Dal rapporto emerge che il continente europeo si conferma come il meno interessato dall’aumento degli omicidi, sebbene in Romania nel 2019 ne siano stati registrati due tra i guardaparchi impegnati contro il disboscamento illegale. “Se è vero che il numero degli assassinii in Europa è basso, è anche vero che i difensori della terra in questa regione subiscono campagne di screditamento e criminalizzazione a causa del loro attivismo”. L’Italia non è esente da questo tipo di strategie ai danni dei cittadini. Lo segnala dal 2007 il Centro documentazione conflitti ambientali (CDCA), nato da un progetto dell’associazione A Sud, che si occupa di aggiornare l’Atlante italiano. Si tratta di una piattaforma web georeferenziata che raccoglie le emergenze ambientali nel nostro paese e le esperienze di cittadinanza attiva in difesa del territorio e del diritto alla salute. Sono 150 le schede di conflitti ambientali finora redatte, classificate in 10 diverse categorie, a seconda del settore produttivo che le comunità contestano. Una sorta di geografia della resistenza che mappa le proteste contro “enormi interessi di soggetti privati impegnati in attività estrattive, produttive, di smaltimento, miniere, centrali per la produzione di energia, siti di stoccaggio dei rifiuti e mega infrastrutture” (qui il report).
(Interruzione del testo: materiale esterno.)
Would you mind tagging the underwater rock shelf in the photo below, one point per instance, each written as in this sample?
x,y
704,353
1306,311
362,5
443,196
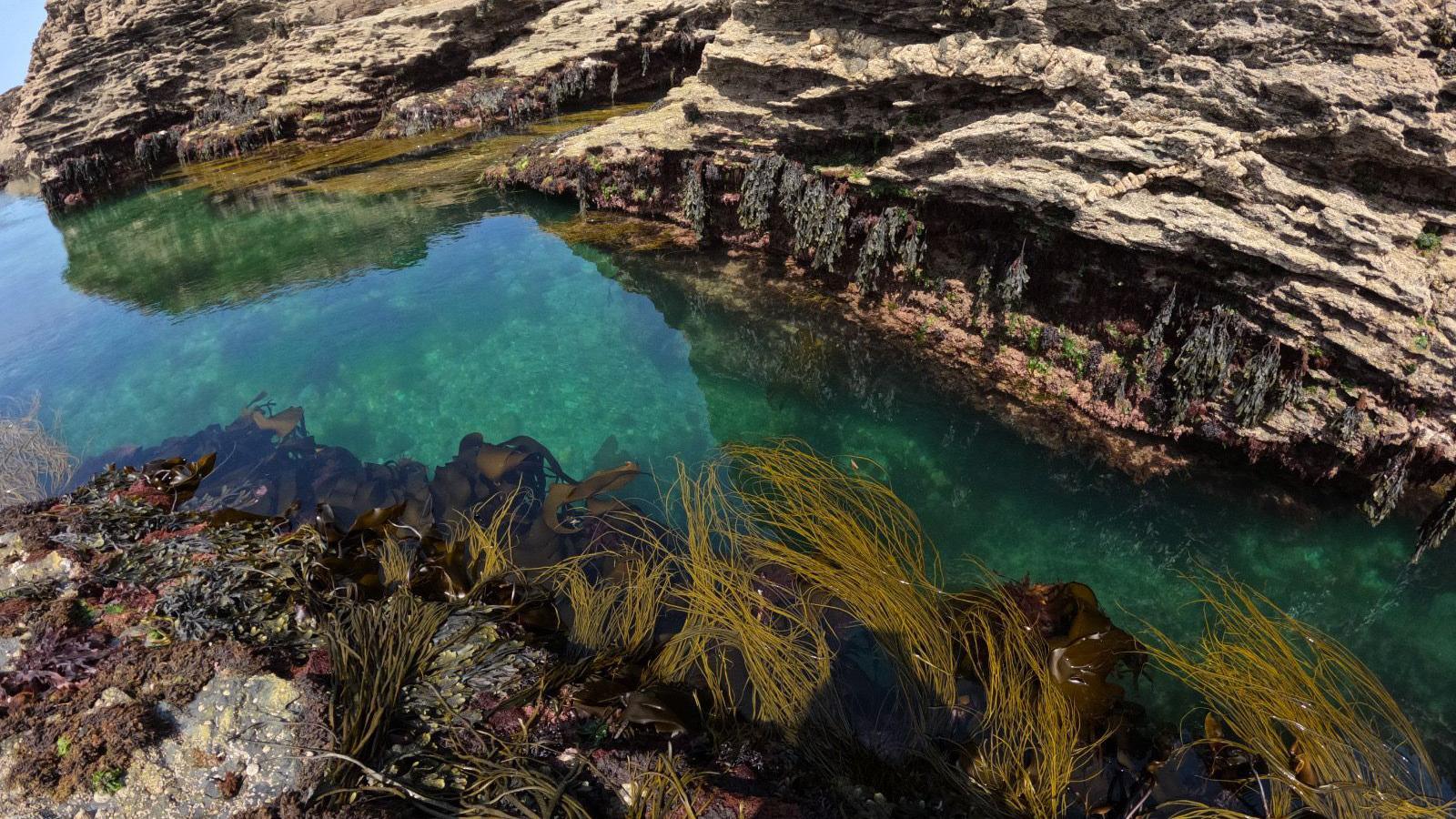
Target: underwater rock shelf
x,y
284,630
Secondo i ricercatori “il quadro che emerge rappresenta la drammatica diffusione a livello nazionale di emergenze ambientali e di istanze di difesa popolare, la cui portata in termini di contaminazione va ben oltre le tragiche e note vicende della Terra dei Fuochi”. L’Italia tutta viene descritta come “un Paese dei Fuochi, da nord a sud, isole comprese”.